Patricia Arquette expressed her anger at the omission of her sister Alexis Arquette‘s name from the ‘In Memoriam’ portion of the 2017 Oscars ceremony. Arquette called the incident a “real slight to the trans community.”

Arquette said that Alexis, who died in September 2016, was “a great actor, and had 70 credits, and was really brave to live her truth as a trans woman, and they didn’t include her in the memorial.”

“I think that was a real slight to the trans community, especially at this time, when trans kids can’t even go to the bathroom in the United States of America at school. It says a lot about the lack of inclusion. Trans kids can really never look at anyone and see their heroes, and I think that was a big mistake,” Arquette warned.

Alexis died last year at the age of 47 from AIDS-related complications. She was an American actress, cabaret performer and activist. She was well-known for her gender transitioning and for her support for others making similar transitions. She underwent male-to-female transitioning and then gender affirming surgery in 2006.
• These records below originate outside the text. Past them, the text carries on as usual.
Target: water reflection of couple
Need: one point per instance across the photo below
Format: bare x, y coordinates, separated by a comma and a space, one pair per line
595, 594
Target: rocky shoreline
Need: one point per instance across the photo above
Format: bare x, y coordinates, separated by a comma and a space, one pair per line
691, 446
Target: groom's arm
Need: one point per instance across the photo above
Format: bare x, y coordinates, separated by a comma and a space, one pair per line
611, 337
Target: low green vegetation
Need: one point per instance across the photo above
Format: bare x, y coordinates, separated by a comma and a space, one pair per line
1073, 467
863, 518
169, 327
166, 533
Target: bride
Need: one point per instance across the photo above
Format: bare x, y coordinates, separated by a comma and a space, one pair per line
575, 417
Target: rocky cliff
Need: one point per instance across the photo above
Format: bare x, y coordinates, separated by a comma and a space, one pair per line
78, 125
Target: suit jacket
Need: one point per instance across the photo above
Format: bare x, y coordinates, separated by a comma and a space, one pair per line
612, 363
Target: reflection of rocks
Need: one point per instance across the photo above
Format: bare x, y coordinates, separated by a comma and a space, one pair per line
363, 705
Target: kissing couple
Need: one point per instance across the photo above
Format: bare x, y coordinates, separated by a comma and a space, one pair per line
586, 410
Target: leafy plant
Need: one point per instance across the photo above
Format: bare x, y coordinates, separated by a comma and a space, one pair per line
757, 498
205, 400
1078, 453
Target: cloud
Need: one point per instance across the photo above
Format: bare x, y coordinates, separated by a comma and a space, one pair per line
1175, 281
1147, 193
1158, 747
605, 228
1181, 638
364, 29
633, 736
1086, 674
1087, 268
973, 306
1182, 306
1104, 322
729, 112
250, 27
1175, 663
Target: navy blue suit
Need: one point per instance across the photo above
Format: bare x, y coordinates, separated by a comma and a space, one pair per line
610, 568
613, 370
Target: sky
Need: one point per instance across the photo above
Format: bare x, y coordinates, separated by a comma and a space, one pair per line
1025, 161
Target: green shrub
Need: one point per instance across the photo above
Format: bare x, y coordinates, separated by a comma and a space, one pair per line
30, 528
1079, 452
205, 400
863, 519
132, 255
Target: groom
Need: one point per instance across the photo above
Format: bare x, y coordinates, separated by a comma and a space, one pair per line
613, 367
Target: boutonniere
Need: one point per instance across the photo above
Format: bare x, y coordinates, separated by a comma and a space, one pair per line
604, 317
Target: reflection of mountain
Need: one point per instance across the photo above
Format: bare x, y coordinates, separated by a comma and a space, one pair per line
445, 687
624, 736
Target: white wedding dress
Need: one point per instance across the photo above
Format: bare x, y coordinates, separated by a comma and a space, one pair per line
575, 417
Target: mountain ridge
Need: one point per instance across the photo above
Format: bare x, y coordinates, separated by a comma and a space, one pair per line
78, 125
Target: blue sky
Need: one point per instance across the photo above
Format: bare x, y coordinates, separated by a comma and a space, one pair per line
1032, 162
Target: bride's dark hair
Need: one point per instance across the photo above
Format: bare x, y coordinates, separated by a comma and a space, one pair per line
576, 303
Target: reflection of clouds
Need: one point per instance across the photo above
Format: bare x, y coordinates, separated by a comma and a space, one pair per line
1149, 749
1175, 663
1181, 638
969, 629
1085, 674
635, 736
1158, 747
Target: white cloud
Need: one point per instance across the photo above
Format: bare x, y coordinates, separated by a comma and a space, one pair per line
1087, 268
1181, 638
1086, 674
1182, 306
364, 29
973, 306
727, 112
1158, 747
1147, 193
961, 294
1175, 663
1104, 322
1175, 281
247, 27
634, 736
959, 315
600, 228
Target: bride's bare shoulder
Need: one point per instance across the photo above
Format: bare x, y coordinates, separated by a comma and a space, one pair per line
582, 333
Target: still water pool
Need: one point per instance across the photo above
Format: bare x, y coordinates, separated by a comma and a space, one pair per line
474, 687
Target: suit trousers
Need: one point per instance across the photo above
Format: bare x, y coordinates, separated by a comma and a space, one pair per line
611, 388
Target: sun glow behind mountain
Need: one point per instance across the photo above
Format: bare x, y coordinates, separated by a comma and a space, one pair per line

Alexis’ first big screen role was in 1986’s comedy Down and Out in Beverly Hills, and later went on to make appearances in Last Exit to Brooklyn, Pulp Fiction and The Wedding Singer. Following her sex reassignment surgery, the documentary Alexis Arquette: She’s My Brother was made.

Patricia Arquette said she “was not surprised” at her sister not being mentioned. “The reality is, trans people are ignored all the time in our culture and our community. They have their civil rights taken away. They’re a very disrespected community.”